Saturday 22 June 2019

Ana Barton




Ana Barton’s books were recommended to me during the course of a job interview. Yep, so actually there are not just bad stories I can tell about job interviews! It happens that I also have beautiful experiences while going to a job interview; and from the top of my mind, I can recall one that led to the presence of that person to the launch of my first novel - 'The Sewing Club' - and another one that left me with book recommendations.

I conscientiously wrote the name of the writer, since I am always looking for Romanian writers that dazzle me with their talent. I do not know you’re opinion on this, but I am getting rather tired of the opinion that all the foreign movies/ all the foreign writers are better than the local ones. So, helped by Vlad, I keep myself busy with enlarging a list of writers, I read and make de gustibus recommendations (for I have this flaw of not being able to detach myself from myself and my likes).


The first book I read, written by Ana Barton, was ‘The Windowsill of God’, and it blew my mind.
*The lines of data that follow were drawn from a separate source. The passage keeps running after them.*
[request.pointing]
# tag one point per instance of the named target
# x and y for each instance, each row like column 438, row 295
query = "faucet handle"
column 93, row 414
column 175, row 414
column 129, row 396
Soon after this, I read ‘The Common Immortals’ and I experienced the immortality of feelings. Thus, I ordered more of her books, three actually. And I kept them on a shelf for trying times, for times when I’ll be needing to feel like I am living, that my life has a meaning and the meaning within me is not nor has it got me lost – according to the recommendations of the person that recommended me the books of Ana Barton.

Reading ‘Mammal’, I went back to my childhood. To that child I used to be and which Ana Barton mentions that it is best that we keep close to us so that we can still keep the good inside our souls.


Words turning into stories… It’s something magical in the way Ana Barton weaves a connection between them. As if, reading them one finds oneself opening heavy doors from past lives and finds one’s old self there, bespeckled with blue ink, fascinated with the gentleness of one’s family, with the thought that the adults from one’s family are all gods, omniscient and omnipotent gods, that stopped from what they were doing and came home in the late afternoon in order to bring one the heel of a hot loaf, herbal tea during winters, pickled tomatoes and almost-pickled carrots during late autumns and witty sayings that would accompany one forever.


There is a description within ‘Mammal’ that rings so many bells! It’s a description about petite women, restless and powerful. But who also get so mad that they seem like tornadoes, and their ferocity seems to calm just as fast as they started.


Ana Barton’s style of writing is very dear to me. Reading her books, I feel like she knows me. If you find yourself next to one of her books, do buy it. You will experience what is often explained, but rarely found – true literature.